Something for the Pain

For suicide, one avenue of change is to restrict access to lethal means. In the United States, more than 50% of suicide deaths occur through the use of a firearm, and research supports the idea that sensible gun laws restricting access to lethal means would reduce the rate of suicide (Anestis and Houtsma 2017). For those who do own guns, increased “lethal means counseling” around suicide and firearm safety may also reduce the risk of suicide (Barber, Hemenway, and Miller 2016). Similarly, with opioid use/addiction, the over prescription of opioid medication for the past 15 years has contributed to the problem of opioid addiction in the US. As Jennifer Michaels, MD, and Eric Plakun, MD, write in their earlier blogs (Dr. Michaels’ blog, Dr. Plakun’s blog), this situation has occurred because physicians were worried about undertreating pain, pharmaceutical companies vigorously marketed opioid medication to consumers and physicians, and prescribing medicine for pain in the short-term can appear easier than understanding the causes and full symptoms of a pain disorder.

Building healthy communities and addressing sources of psychic pain such as poverty, mental illness, lack of access to care, addiction, and violence are all needed in order to reduce the premature death of many of our citizens. One analogy that supports this approach is car safety. In the past fifty years, deaths from motor vehicle accidents have been dramatically reduced. This did not occur because we as individuals have become better drivers. Rather, the death rate has decreased because we have lowered the speed limit, passed seatbelt laws, built safer cars with air bags and other collision protection, and strengthened our efforts to reduce drunk or impaired driving. The lesson from this public health strategy might be useful for reducing deaths by drug overdose and suicide. In a country where our individual freedoms and liberties are cherished, social engineering is often viewed with skepticism or suspicion. But the data are clear: to reduce deaths by suicide and by opioid overdose, restriction of lethal means is a proven and effective approach we can take.


Anestis, Michael D., and Claire Houtsma. "The Association Between Gun Ownership and Statewide Overall Suicide Rates." Suicide and Life-Threatening Behavior (2017). doi: 10.1111/sltb.12346.

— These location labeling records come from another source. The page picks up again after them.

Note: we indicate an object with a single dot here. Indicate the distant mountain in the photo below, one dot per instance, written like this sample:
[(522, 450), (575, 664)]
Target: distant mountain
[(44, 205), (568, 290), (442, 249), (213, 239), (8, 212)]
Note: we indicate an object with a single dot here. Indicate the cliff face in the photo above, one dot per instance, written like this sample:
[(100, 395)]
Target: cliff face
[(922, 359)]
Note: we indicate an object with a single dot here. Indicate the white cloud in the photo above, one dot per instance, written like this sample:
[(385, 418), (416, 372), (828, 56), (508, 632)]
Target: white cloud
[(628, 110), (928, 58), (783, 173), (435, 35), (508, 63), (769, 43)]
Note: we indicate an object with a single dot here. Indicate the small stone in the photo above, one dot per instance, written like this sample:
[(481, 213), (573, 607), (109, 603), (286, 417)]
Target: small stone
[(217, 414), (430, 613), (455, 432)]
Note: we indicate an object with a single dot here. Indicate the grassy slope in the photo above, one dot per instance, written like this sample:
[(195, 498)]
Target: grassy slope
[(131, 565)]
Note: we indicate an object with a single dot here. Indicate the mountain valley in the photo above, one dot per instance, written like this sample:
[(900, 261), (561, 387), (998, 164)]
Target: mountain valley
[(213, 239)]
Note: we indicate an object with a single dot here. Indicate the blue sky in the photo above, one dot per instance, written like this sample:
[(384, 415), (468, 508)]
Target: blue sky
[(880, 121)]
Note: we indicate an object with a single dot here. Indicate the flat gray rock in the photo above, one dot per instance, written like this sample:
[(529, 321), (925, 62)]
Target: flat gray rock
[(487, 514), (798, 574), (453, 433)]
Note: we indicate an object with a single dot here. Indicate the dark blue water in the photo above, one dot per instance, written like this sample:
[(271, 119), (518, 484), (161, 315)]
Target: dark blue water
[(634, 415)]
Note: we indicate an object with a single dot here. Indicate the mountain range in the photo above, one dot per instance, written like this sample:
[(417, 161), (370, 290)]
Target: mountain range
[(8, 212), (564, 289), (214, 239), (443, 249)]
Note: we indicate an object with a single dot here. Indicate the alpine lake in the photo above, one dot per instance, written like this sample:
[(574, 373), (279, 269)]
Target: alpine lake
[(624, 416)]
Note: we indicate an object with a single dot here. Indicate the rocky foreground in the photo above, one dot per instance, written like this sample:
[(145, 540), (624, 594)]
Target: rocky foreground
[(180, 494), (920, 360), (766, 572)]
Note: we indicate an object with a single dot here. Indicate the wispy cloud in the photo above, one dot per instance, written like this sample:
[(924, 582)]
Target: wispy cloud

Barber, Catherine, David Hemenway, and Matthew Miller. “How Physicians Can Reduce Suicide–Without Changing Anyone’s Mental Health.” The American Journal of Medicine 129 no. 10 (2016): 1016-17. 
doi: 10.1016/j.amjmed.2016.05.034.

Curtin, Sally, Margaret Warner, and Holly Hedegaard. “Increase in Suicide in the United States, 1999–2014.” NCHS Data Brief 241 (2016).​ https://www.researchgate.net/profile/Sally_Curtin/publication/301564377_Increase_in_Suicide_in_the_United_States_1999-2014/links/571a31dc08ae408367bc84d6.pdf.

David-Ferdon, Corinne, Alex Crosby, Eric Caine, Jarrod Hindman, Jerry Reed, John Iskander. “CDC Grand Rounds: Preventing Suicide Through a Comprehensive Public Health Approach.” Morbidity and Mortality Weekly Report (MMWR) 65 (2016): 894-897.

Hedegaard, Holly, Margaret Warner, and Arialdi M. Miniño. "Drug Overdose Deaths in the United States, 1999-2015." NCHS Data Brief 273 (2017): 1-8.

Shneidman, Edwin S. "Further Reflections on Suicide and Psychache." Suicide and Life-Threatening Behavior 28, no. 3 (1998): 245-250. doi: 10.1111/j.1943-278X.1998.tb00854.x.